Ladbrokes has said it will focus on delivering several key technology developments in the second half of the year, following a significant decline in digital profits.
The betting company had anticipated some decline in digital profits, due to increased marketing costs and withdrawal from certain international markets, but revealed in a profit warning last month that the decline had been “exacerbated” by delays in the delivery of certain technology projects.
One of the delayed IT projects was the transfer of all customers to a new website by the Euro 2012 football tournament, which took place in June. The migration was postponed due to negative feedback.
In the company’s financial results for the half year ended 30 June 2012, Ladbrokes chief executive Richard Glynn said today: “During Q4 we will deliver our new sportsbook, and begin the subsequent migration of all active customers [continuing into Q1 2013]. Our new mobile platform, which is reliant on the same technology, will then follow.”
Ladbrokes plans to begin beta testing its new mobile platform during the first quarter of 2013, and expects to migrate customers once the testing is complete. Furthermore, it hopes to deploy a new active data warehouse, currently being used by its traders, to its marketing team by the end of the year, saying that the improved analytics will give its marketing staff a single, cross-channel and cross-product view of all transactional data.
“The active data warehouse, now in use to underpin our new trading fieldbook, will be deployed further in Q4, providing enhanced analytics to our marketing teams. This then facilitates the subsequent development of our customer relationship management (CRM) capabilities,” Glynn said.
He added: “We will also extend the use of recent enhancements in our trading systems to cover further core sporting products. We remain confident that a combination of these developments, together with continued improvements to CRM throughout 2013, will allow us to grow our digital business significantly.”

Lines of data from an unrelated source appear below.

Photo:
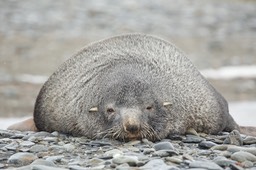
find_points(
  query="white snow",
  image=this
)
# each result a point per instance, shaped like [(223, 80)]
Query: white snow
[(230, 72)]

Ladbrokes also re-confirmed that its digital profits had nearly halved since last year, standing at £15 million for the first half of 2012, down 49.5 percent from £29.7 million.

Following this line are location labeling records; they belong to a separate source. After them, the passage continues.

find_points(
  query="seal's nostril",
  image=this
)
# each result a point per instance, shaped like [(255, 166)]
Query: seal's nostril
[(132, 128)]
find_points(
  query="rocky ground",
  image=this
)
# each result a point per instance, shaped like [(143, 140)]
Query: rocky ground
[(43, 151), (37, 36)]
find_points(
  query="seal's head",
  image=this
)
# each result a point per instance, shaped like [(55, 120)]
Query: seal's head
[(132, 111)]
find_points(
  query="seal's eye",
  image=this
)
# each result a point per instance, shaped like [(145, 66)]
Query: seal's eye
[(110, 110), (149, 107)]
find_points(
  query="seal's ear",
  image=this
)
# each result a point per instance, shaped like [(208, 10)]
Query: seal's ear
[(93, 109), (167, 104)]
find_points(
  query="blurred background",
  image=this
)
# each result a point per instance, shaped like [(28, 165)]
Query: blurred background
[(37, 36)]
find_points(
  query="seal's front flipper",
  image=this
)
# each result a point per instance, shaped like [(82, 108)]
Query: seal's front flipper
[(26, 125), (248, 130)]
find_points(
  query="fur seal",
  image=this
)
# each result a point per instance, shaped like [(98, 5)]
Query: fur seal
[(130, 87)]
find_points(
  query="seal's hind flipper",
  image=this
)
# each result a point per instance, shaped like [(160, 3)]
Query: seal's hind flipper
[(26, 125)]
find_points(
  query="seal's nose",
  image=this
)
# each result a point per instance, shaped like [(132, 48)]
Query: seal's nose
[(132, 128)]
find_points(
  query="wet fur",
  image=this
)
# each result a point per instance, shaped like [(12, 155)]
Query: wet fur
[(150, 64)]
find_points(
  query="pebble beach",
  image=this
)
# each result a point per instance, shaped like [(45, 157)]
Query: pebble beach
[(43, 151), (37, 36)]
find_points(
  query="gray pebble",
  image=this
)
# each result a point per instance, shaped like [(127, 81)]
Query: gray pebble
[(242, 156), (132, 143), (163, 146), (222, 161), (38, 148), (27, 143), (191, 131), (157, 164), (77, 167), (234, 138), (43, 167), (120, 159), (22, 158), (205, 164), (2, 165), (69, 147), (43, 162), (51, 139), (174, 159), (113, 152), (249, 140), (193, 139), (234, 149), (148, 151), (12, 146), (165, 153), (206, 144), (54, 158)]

Despite the poor performance in its digital business, the company’s overall group revenue and operating profit grew by 8.4 percent and 11 percent, respectively.
Meanwhile, the company has appointed its IT director Mark Grimes to its board after the resignation of digital executive Richard Ames.
Ames, who was head of product responsible for IT and trading at Ladbrokes, resigned as a director of the company yesterday (1 August).
“Director of IT Mark Grimes will join the executive committee to ensure technology delivery is given increased profile and scrutiny,” Ladbrokes said.